L’objectif principal de l’essai était l’amélioration de la DFS dans la population globale et la population avec une tumeur PD-L1 + (28-8 pharmDx, 40% des tumeurs).

Avec un suivi médian de 20 mois, le traitement adjuvant par nivolumab a significativement amélioré la DFS par rapport au groupe placebo, dans la population globale (HR 0.70 [IC98 0.54-0.89], p<0.001, et encore plus dans la population PD-L1+ (HR 0.53 [IC98 0.34-0.84], p<0.001).

La survie sans métastase était également significativement améliorée, mais en revanche les données de survie globales sont encore actuellement immatures.

La tolérance était conforme a ce qui est attendu avec une monothérapie anti-PD-1 (à noter 2 décès toxiques par pneumopathie interstitielle rapportés au nivolumab). 13% des patients du bras nivolumab ont dû arrêter le traitement en raison d’une toxicité en rapport avec le traitement.

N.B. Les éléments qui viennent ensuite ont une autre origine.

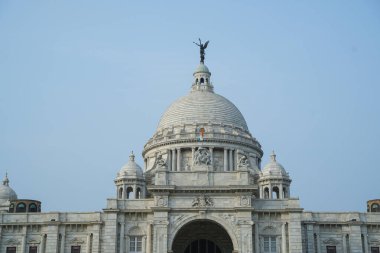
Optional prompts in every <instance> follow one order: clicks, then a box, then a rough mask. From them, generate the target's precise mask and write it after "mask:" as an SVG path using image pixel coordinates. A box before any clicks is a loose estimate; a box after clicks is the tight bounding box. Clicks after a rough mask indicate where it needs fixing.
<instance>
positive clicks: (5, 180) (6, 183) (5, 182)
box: [3, 172, 9, 186]
mask: <svg viewBox="0 0 380 253" xmlns="http://www.w3.org/2000/svg"><path fill="white" fill-rule="evenodd" d="M3 185H6V186H9V179H8V172H5V177H4V180H3Z"/></svg>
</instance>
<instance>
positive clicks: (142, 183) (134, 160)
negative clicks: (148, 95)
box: [115, 152, 145, 199]
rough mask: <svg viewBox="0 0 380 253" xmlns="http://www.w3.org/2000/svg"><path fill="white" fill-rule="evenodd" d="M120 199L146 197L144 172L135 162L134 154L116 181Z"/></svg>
mask: <svg viewBox="0 0 380 253" xmlns="http://www.w3.org/2000/svg"><path fill="white" fill-rule="evenodd" d="M115 184H116V189H117V192H116V195H117V198H118V199H140V198H143V197H144V196H145V179H144V174H143V170H142V169H141V167H140V166H139V165H138V164H137V163H136V162H135V155H134V154H133V152H132V153H131V155H130V156H129V161H128V163H127V164H126V165H124V166H123V167H122V168H121V169H120V171H119V172H118V173H117V177H116V179H115Z"/></svg>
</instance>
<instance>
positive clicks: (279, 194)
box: [278, 184, 284, 199]
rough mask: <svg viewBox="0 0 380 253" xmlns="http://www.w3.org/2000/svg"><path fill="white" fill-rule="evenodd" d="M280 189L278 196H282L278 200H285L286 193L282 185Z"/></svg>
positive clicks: (278, 196) (280, 184)
mask: <svg viewBox="0 0 380 253" xmlns="http://www.w3.org/2000/svg"><path fill="white" fill-rule="evenodd" d="M279 187H280V189H279V192H278V194H279V195H280V196H278V198H279V199H284V191H283V188H282V184H280V186H279Z"/></svg>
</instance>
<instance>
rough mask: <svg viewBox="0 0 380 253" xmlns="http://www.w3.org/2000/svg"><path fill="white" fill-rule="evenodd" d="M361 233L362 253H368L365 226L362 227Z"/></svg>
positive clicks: (368, 249) (368, 247)
mask: <svg viewBox="0 0 380 253" xmlns="http://www.w3.org/2000/svg"><path fill="white" fill-rule="evenodd" d="M362 233H363V243H364V253H369V247H368V230H367V226H363V227H362Z"/></svg>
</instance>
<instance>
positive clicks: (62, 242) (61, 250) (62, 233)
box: [59, 226, 66, 253]
mask: <svg viewBox="0 0 380 253" xmlns="http://www.w3.org/2000/svg"><path fill="white" fill-rule="evenodd" d="M62 227H63V228H62V236H61V250H60V251H59V253H65V241H66V226H62Z"/></svg>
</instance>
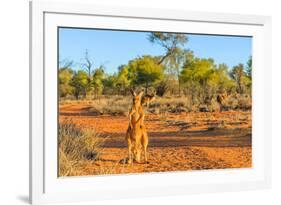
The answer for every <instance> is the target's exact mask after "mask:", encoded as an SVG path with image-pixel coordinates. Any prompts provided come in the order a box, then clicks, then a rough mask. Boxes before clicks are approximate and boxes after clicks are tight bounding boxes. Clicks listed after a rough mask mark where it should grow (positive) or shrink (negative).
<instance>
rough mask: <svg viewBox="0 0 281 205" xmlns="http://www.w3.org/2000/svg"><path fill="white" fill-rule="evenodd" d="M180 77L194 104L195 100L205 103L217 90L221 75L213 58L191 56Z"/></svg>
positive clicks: (181, 73) (183, 68) (183, 69)
mask: <svg viewBox="0 0 281 205" xmlns="http://www.w3.org/2000/svg"><path fill="white" fill-rule="evenodd" d="M180 78H181V80H182V82H183V83H184V84H185V87H186V89H187V93H188V94H189V95H190V96H191V100H192V104H194V103H195V101H199V103H204V104H205V103H209V102H210V100H211V99H212V97H213V95H214V94H215V93H216V92H217V89H218V84H219V80H220V75H219V72H218V70H217V66H216V65H215V63H214V60H213V59H210V58H209V59H204V58H202V59H201V58H190V59H189V60H187V61H186V62H185V64H184V66H183V70H182V71H181V75H180Z"/></svg>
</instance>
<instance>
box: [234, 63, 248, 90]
mask: <svg viewBox="0 0 281 205" xmlns="http://www.w3.org/2000/svg"><path fill="white" fill-rule="evenodd" d="M230 76H231V77H232V79H233V80H234V81H235V82H236V85H237V92H238V93H239V94H243V92H244V85H245V84H246V83H247V82H246V81H247V78H246V73H245V72H244V65H243V64H241V63H240V64H238V65H237V66H234V67H233V69H232V70H231V72H230Z"/></svg>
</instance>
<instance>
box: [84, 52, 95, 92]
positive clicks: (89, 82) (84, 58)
mask: <svg viewBox="0 0 281 205" xmlns="http://www.w3.org/2000/svg"><path fill="white" fill-rule="evenodd" d="M93 64H94V61H93V60H92V59H91V58H90V56H89V52H88V50H86V51H85V55H84V59H83V63H82V68H83V69H84V70H85V72H86V73H87V86H86V92H85V97H86V95H87V93H91V89H92V86H93V82H92V72H93V71H92V69H93Z"/></svg>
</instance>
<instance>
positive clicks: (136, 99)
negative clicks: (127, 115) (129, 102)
mask: <svg viewBox="0 0 281 205" xmlns="http://www.w3.org/2000/svg"><path fill="white" fill-rule="evenodd" d="M130 91H131V94H132V96H133V106H134V107H139V106H141V99H142V95H143V91H141V92H140V93H139V94H138V95H137V94H136V93H135V91H133V90H132V89H131V90H130Z"/></svg>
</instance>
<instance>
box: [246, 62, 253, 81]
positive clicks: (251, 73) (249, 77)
mask: <svg viewBox="0 0 281 205" xmlns="http://www.w3.org/2000/svg"><path fill="white" fill-rule="evenodd" d="M246 73H247V76H248V77H249V78H250V79H252V56H250V57H249V60H248V61H247V67H246Z"/></svg>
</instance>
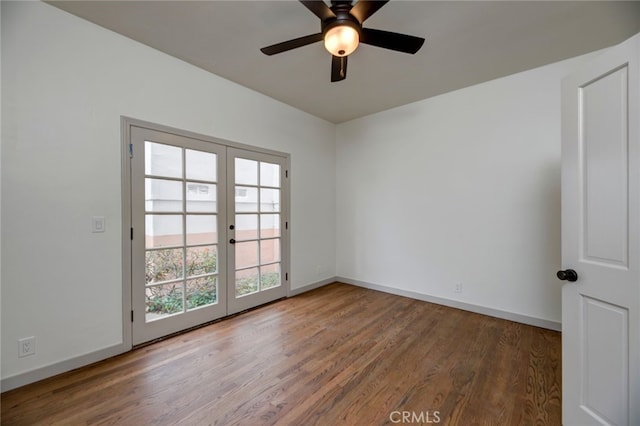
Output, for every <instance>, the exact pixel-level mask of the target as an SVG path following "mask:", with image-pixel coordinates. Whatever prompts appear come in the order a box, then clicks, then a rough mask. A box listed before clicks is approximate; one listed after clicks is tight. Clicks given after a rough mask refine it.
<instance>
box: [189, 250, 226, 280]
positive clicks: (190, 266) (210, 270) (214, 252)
mask: <svg viewBox="0 0 640 426" xmlns="http://www.w3.org/2000/svg"><path fill="white" fill-rule="evenodd" d="M186 268H187V271H186V272H187V277H193V276H196V275H204V274H214V273H216V272H217V271H218V250H217V246H201V247H187V265H186Z"/></svg>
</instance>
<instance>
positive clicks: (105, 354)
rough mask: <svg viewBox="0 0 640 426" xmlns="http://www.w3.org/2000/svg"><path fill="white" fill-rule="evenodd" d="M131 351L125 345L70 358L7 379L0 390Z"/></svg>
mask: <svg viewBox="0 0 640 426" xmlns="http://www.w3.org/2000/svg"><path fill="white" fill-rule="evenodd" d="M129 350H131V347H130V346H128V345H125V344H123V343H121V344H118V345H114V346H109V347H107V348H104V349H100V350H98V351H95V352H90V353H88V354H85V355H80V356H77V357H74V358H70V359H68V360H65V361H61V362H56V363H54V364H50V365H47V366H44V367H39V368H36V369H35V370H31V371H27V372H24V373H18V374H16V375H14V376H10V377H5V378H4V379H2V381H1V382H0V389H1V390H2V392H5V391H8V390H11V389H15V388H19V387H20V386H24V385H28V384H29V383H34V382H37V381H39V380H44V379H47V378H49V377H53V376H55V375H58V374H61V373H66V372H67V371H71V370H75V369H76V368H80V367H84V366H86V365H89V364H93V363H94V362H98V361H102V360H105V359H107V358H111V357H113V356H116V355H120V354H122V353H125V352H127V351H129Z"/></svg>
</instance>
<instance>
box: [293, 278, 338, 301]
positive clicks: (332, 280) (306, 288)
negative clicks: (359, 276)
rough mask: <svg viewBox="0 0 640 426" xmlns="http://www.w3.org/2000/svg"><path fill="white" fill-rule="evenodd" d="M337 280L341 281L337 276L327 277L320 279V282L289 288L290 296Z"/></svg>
mask: <svg viewBox="0 0 640 426" xmlns="http://www.w3.org/2000/svg"><path fill="white" fill-rule="evenodd" d="M336 281H339V280H338V278H337V277H331V278H326V279H324V280H322V281H318V282H315V283H311V284H307V285H305V286H302V287H299V288H295V289H291V290H289V297H293V296H297V295H298V294H302V293H306V292H307V291H311V290H314V289H316V288H320V287H324V286H325V285H327V284H332V283H335V282H336Z"/></svg>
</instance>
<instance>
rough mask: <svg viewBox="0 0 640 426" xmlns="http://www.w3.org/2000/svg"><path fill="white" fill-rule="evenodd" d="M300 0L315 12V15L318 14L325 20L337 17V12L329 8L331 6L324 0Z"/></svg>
mask: <svg viewBox="0 0 640 426" xmlns="http://www.w3.org/2000/svg"><path fill="white" fill-rule="evenodd" d="M299 1H300V3H302V4H303V5H305V7H306V8H307V9H309V10H310V11H311V12H313V14H314V15H316V16H317V17H318V18H320V19H321V20H323V21H324V20H325V19H329V18H335V17H336V14H335V13H333V11H332V10H331V9H329V6H327V4H326V3H325V2H323V1H322V0H316V1H303V0H299Z"/></svg>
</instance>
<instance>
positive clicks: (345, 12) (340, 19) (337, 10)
mask: <svg viewBox="0 0 640 426" xmlns="http://www.w3.org/2000/svg"><path fill="white" fill-rule="evenodd" d="M334 13H335V15H336V17H335V18H331V19H326V20H324V21H322V35H323V36H324V35H326V34H327V31H329V30H330V29H331V28H335V27H338V26H340V25H346V26H349V27H351V28H353V29H355V30H356V31H357V32H358V35H360V36H361V35H362V25H361V24H360V22H359V21H358V20H357V19H356V18H355V17H354V16H353V15H351V14H350V13H349V10H348V9H347V10H339V9H338V10H334Z"/></svg>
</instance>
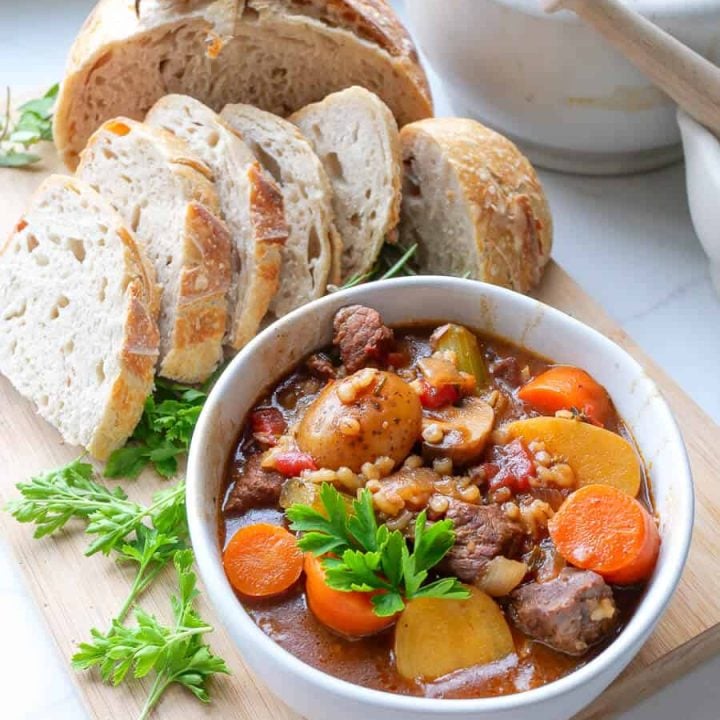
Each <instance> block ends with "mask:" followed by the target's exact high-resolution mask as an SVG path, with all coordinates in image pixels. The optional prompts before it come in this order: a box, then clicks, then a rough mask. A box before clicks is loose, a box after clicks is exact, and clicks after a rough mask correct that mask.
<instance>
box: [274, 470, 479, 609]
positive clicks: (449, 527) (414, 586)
mask: <svg viewBox="0 0 720 720" xmlns="http://www.w3.org/2000/svg"><path fill="white" fill-rule="evenodd" d="M320 501H321V503H322V505H323V508H324V510H325V512H324V513H323V512H319V511H318V510H315V509H314V508H313V507H310V506H309V505H303V504H300V503H296V504H294V505H291V506H290V507H289V508H288V509H287V511H286V515H287V517H288V519H289V520H290V528H291V529H292V530H294V531H296V532H302V533H303V535H302V536H301V537H300V539H299V541H298V545H299V547H300V549H301V550H303V551H305V552H311V553H313V554H314V555H318V556H320V555H326V554H328V553H330V554H331V555H332V556H331V557H326V558H324V559H323V560H322V564H323V568H324V570H325V579H326V582H327V584H328V585H329V586H330V587H331V588H333V589H335V590H340V591H342V592H368V593H376V594H374V595H373V597H372V603H373V606H374V612H375V614H376V615H377V616H379V617H388V616H390V615H394V614H395V613H397V612H400V611H401V610H402V609H403V608H404V607H405V601H406V600H412V599H414V598H420V597H435V598H446V599H466V598H468V597H469V596H470V595H469V592H468V591H467V589H466V588H465V587H464V586H463V585H462V584H461V583H460V581H459V580H458V579H457V578H454V577H445V578H440V579H438V580H434V581H432V582H427V579H428V571H429V570H430V569H431V568H433V567H434V566H435V565H437V564H438V563H439V562H440V561H441V560H442V559H443V558H444V557H445V555H447V553H448V551H449V550H450V549H451V548H452V546H453V545H454V544H455V532H454V531H453V523H452V520H441V521H439V522H436V523H433V524H432V525H428V524H427V517H426V514H425V511H423V512H421V513H420V514H419V515H418V516H417V518H416V520H415V534H414V540H413V549H412V552H411V551H410V550H409V548H408V544H407V541H406V539H405V537H404V536H403V534H402V533H401V532H400V531H399V530H393V531H392V532H391V531H390V530H388V528H387V526H386V525H378V522H377V518H376V516H375V511H374V509H373V503H372V495H371V493H370V492H369V491H368V490H363V491H362V492H361V493H360V495H359V497H358V499H357V500H354V501H353V503H352V510H351V512H350V513H348V510H347V505H346V503H345V501H344V500H343V498H342V495H340V493H339V492H338V491H337V490H336V489H335V488H334V487H333V486H332V485H331V484H329V483H324V484H323V485H322V487H321V488H320ZM377 591H381V592H379V593H378V592H377Z"/></svg>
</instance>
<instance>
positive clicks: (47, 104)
mask: <svg viewBox="0 0 720 720" xmlns="http://www.w3.org/2000/svg"><path fill="white" fill-rule="evenodd" d="M58 89H59V85H58V84H57V83H56V84H55V85H53V86H52V87H51V88H50V89H49V90H48V91H47V92H46V93H45V94H44V95H43V96H42V97H41V98H37V99H36V100H30V101H29V102H26V103H24V104H23V105H21V106H20V107H19V108H18V112H19V113H20V114H19V116H18V119H17V121H16V123H15V125H14V126H12V127H11V107H10V106H11V103H10V88H7V95H6V101H5V104H6V108H5V120H4V122H3V125H2V131H1V132H0V167H14V168H19V167H25V166H27V165H32V164H33V163H36V162H39V161H40V159H41V158H40V156H39V155H35V154H34V153H29V152H27V150H28V149H29V148H30V147H32V146H33V145H35V144H37V143H39V142H51V141H52V139H53V138H52V116H53V108H54V106H55V100H56V99H57V94H58ZM18 148H22V150H19V149H18Z"/></svg>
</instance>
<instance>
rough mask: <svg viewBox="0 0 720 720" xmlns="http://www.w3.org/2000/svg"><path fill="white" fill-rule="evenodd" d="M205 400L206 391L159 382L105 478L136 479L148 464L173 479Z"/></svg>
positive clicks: (197, 388) (195, 388) (111, 464)
mask: <svg viewBox="0 0 720 720" xmlns="http://www.w3.org/2000/svg"><path fill="white" fill-rule="evenodd" d="M206 399H207V391H206V390H204V389H198V388H194V387H190V386H187V385H179V384H177V383H171V382H167V381H166V380H161V379H158V380H157V381H156V384H155V391H154V392H153V394H152V395H150V397H148V399H147V400H146V401H145V408H144V410H143V414H142V417H141V418H140V422H139V423H138V425H137V427H136V428H135V431H134V432H133V434H132V436H131V438H130V440H129V441H128V444H127V445H126V446H125V447H123V448H120V449H118V450H115V452H113V453H112V455H110V458H109V460H108V462H107V464H106V465H105V477H109V478H119V477H126V478H136V477H137V476H138V475H139V474H140V473H141V472H142V471H143V470H144V469H145V467H147V466H148V465H152V466H153V467H154V468H155V470H156V472H157V473H158V474H160V475H162V476H163V477H166V478H170V477H173V476H174V475H175V474H176V473H177V471H178V457H179V456H181V455H184V454H185V453H187V450H188V447H189V446H190V439H191V438H192V433H193V430H194V429H195V424H196V423H197V421H198V418H199V417H200V412H201V411H202V407H203V405H204V404H205V400H206Z"/></svg>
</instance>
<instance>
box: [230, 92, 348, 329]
mask: <svg viewBox="0 0 720 720" xmlns="http://www.w3.org/2000/svg"><path fill="white" fill-rule="evenodd" d="M220 116H221V117H222V118H223V120H224V121H225V122H226V123H228V125H230V127H232V128H233V130H235V131H236V132H238V133H239V134H240V136H241V137H242V139H243V140H244V141H245V143H246V144H247V145H248V147H249V148H250V149H251V150H252V151H253V153H254V155H255V156H256V157H257V158H258V160H259V161H260V163H261V165H262V166H263V167H264V168H265V169H266V170H267V171H268V172H269V173H270V174H271V175H272V176H273V177H274V178H275V180H276V181H277V183H278V185H279V186H280V189H281V191H282V194H283V202H284V205H285V218H286V220H287V223H288V227H289V234H288V239H287V242H286V243H285V247H284V248H283V257H282V269H281V271H280V287H279V288H278V291H277V293H276V294H275V297H274V298H273V300H272V302H271V303H270V315H271V317H280V316H282V315H285V314H286V313H288V312H290V310H293V309H294V308H296V307H298V306H300V305H302V304H304V303H306V302H308V301H309V300H314V299H315V298H318V297H321V296H322V295H324V294H325V290H326V287H327V284H328V282H337V280H338V272H337V270H338V268H339V266H338V265H333V258H335V259H337V260H339V251H340V245H339V237H338V235H337V232H336V230H335V225H334V223H333V220H332V217H333V215H332V191H331V189H330V182H329V181H328V178H327V175H326V173H325V170H323V167H322V164H321V163H320V160H318V157H317V155H315V153H314V152H313V149H312V146H311V145H310V143H309V142H308V141H307V140H306V139H305V138H304V137H303V136H302V135H301V134H300V131H299V130H298V129H297V128H296V127H295V126H294V125H293V124H291V123H289V122H287V121H286V120H283V119H282V118H280V117H278V116H277V115H273V114H272V113H269V112H265V111H264V110H258V109H257V108H255V107H252V106H250V105H227V106H225V108H224V109H223V111H222V112H221V113H220Z"/></svg>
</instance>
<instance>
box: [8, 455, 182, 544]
mask: <svg viewBox="0 0 720 720" xmlns="http://www.w3.org/2000/svg"><path fill="white" fill-rule="evenodd" d="M17 489H18V490H19V491H20V494H21V496H22V497H21V499H19V500H14V501H11V502H10V503H8V510H9V512H10V513H11V514H12V515H13V517H15V519H16V520H18V521H19V522H23V523H26V522H33V523H35V525H36V529H35V537H36V538H41V537H44V536H45V535H50V534H51V533H54V532H56V531H57V530H60V529H61V528H63V527H64V526H65V525H66V524H67V523H68V522H69V521H70V520H71V519H73V518H80V519H83V520H85V521H86V522H87V525H86V527H85V532H86V533H87V534H88V535H92V536H94V539H93V541H92V542H91V543H90V545H89V546H88V548H87V550H86V551H85V554H86V555H93V554H94V553H96V552H102V553H103V554H104V555H108V554H109V553H110V552H111V551H113V550H117V549H118V548H120V547H122V546H123V545H124V544H126V543H127V541H128V536H130V535H132V534H133V533H137V531H138V529H139V528H141V527H143V526H144V527H147V526H146V525H145V520H146V519H149V520H150V523H151V525H152V527H154V528H155V529H157V530H159V531H160V532H163V533H165V534H169V535H174V536H178V537H182V538H183V539H184V538H185V537H187V524H186V521H185V484H184V482H180V483H178V484H177V485H175V486H173V487H171V488H168V489H167V490H163V491H162V492H159V493H157V494H156V495H155V496H154V498H153V502H152V504H151V505H149V506H144V505H140V504H138V503H136V502H132V501H131V500H128V497H127V495H126V494H125V492H124V491H123V490H122V489H121V488H115V489H114V490H109V489H108V488H106V487H104V486H103V485H100V484H99V483H97V482H96V481H95V480H93V467H92V465H90V464H89V463H86V462H83V461H82V460H81V459H80V458H78V459H77V460H74V461H73V462H71V463H69V464H68V465H65V466H64V467H61V468H58V469H56V470H51V471H49V472H46V473H43V474H42V475H39V476H37V477H34V478H31V479H30V480H29V481H28V482H24V483H18V485H17Z"/></svg>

Ces résultats sont donc incontestablement positifs et contrastent avec ceux négatifs obtenus dans le même setting avec l’atezolizumab dans l’essai IMVigor 010. Pour autant, il semble important d’attendre les données de survie globale avant de faire du nivolumab adjuvant un standard dans cette population.